Chen Zou. 15 January, 2023.
Communicated by Andrew Chien.


The dramatic growth in the importance of large-scale data analytics has driven the transformation of data center storage from hard disk drives to solid-state drives (SSD). Central to increased capability is the rapid growth in SSD/flash bandwidth and associated compute requirements, resurrecting the question of how to distribute compute across CPUs and storage resources.

In this dissertation, we address three fundamental questions on architecting general-purpose computational storage. First, what are key opportunities for computational storage acceleration? Second, what SSD architecture provides the most efficient support for computational storage? Third, what computational storage processor architecture enables high performance that can match the continued rapid improvement in flash bandwidth? Based on a broad survey of computational storage proposals and research, we show that function properties of ‘data size change’, ‘offload direction’ and ‘vectorizable’ determine the system efficiency and performance benefits of computational SSD offloads and thus determine the priority of offloading. Common properties including streaming access and variable-width values exposed by first-priority functions call for architectural support. Existing computational SSD architectures suffer from poor cost scaling. This is exacerbated by the continued improvement in flash array bandwidth, creating an SSD DRAM bottleneck. We propose the ASSASIN SSD architecture, which provides a unified set of compute engines between SSD DRAM and the flash array to eliminate the bottleneck by enabling direct computing on flash data streams with streambuffers. ASSASIN thus delivers 1.5x - 2.4x speedup for various computational SSD offloads along with 2.0x power efficiency and 3.2x area efficiency.

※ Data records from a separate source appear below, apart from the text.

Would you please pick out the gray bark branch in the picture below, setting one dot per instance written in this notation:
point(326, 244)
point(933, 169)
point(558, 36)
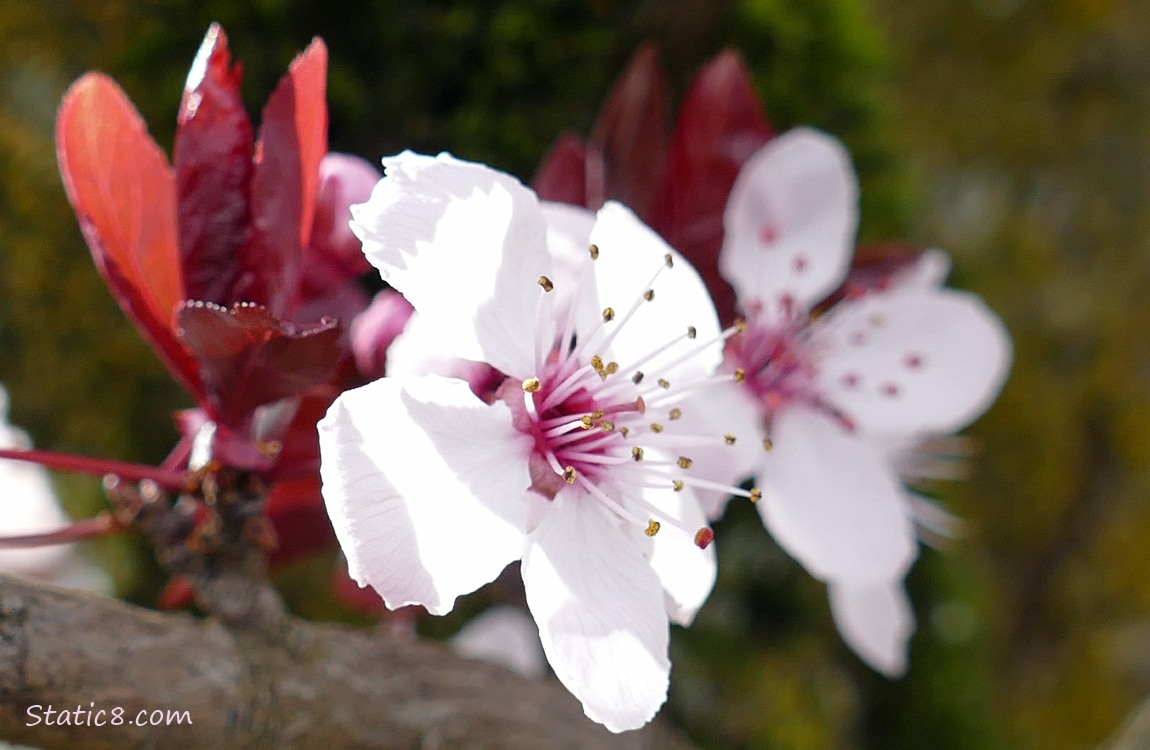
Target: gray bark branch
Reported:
point(296, 686)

Existing processor architectures suffer from low datapath efficiency when computing on variable-width values for requiring padding each value to 32/64 bits. Variable-width values are central to coding and storage efficiency, and thus critical for computational storage. We propose VarVE, a vector instruction set architecture extension that provides native variable-width value vector support to compute directly without padding. VarVE delivers 1.3x - 5.4x speedup over ARM’s current best, scalable vector extension (SVE), on popular file system and database computational SSD kernels by achieving higher datapath efficiency. VarVE builds on the vector-length agnostic (VLA) approach, which is gaining widespread adoption. As a result, VarVE has broad potential impact as a general SIMD extension for all processors, increasing datapath efficiency and mitigating the SIMD instruction count explosion.

Original Document

The original document is available in PDF (uploaded 15 January, 2023 by Andrew Chien).